Tribunal Administratif de Rouen — Décision N° TA76-2103903

jeudi 11 mai 2023

JuridictionTribunal Administratif de Rouen
SectionTribunal Administratif de Rouen
N° DossierTA76-2103903
TypeDécision
RecoursExcès de pouvoir
PublicationC
Formation2 ème Chambre
Avocat requérantBERRADIA NEJLA

Texte intégral

Vu la procédure suivante :

Par une requête, enregistrée le 16 octobre 2021, M. A C, représenté par Me Berradia, demande au tribunal :

1°) d'annuler la décision du 29 avril 2021, par laquelle le préfet de la Seine-Maritime a décidé de lui retirer sa carte de résident ;

2°) de mettre à la charge de l'Etat une somme de 1 200 euros à lui verser conformément aux dispositions des articles 37 alinéa 2 de la loi n° 91-647 du 10 juillet 1991 et L. 761-1 du code de justice administrative, cette condamnation valant renonciation à réclamer l'indemnisation prévue par la loi.

Il soutient que :

- la décision litigieuse est insuffisamment motivée et méconnaît ainsi les dispositions des articles L. 211-2 à L.211-5 du code des relations entre le public et l'administration ;

- elle est disproportionnée et entachée d'une erreur manifeste d'appréciation.

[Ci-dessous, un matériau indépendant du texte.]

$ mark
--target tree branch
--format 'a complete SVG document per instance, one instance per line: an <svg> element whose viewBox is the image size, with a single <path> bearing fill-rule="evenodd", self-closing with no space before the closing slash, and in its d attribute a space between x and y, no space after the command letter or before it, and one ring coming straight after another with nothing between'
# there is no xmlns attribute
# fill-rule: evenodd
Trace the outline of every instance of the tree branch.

Par un mémoire en défense, enregistré le 7 juillet 2022, le préfet de la Seine-Maritime conclut au rejet de la requête.

Il fait valoir qu'aucun des moyens soulevés par le requérant n'est fondé.

M. C a été admis au bénéfice de l'aide juridictionnelle totale par une décision du 29 septembre 2021.

Vu les autres pièces du dossier.

Vu :

- le code de l'entrée et du séjour des étrangers et du droit d'asile ;

- le code des relations entre le public et l'administration ;

- la loi n° 91-647 du 10 juillet 1991 modifiée ;

- le code de justice administrative.

La présidente de la formation de jugement a dispensé le rapporteur public, sur sa proposition, de prononcer des conclusions à l'audience.

Les parties ont été régulièrement averties du jour de l'audience.

A été entendu au cours de l'audience publique le rapport de M. B, les parties n'étant ni présentes ni représentées.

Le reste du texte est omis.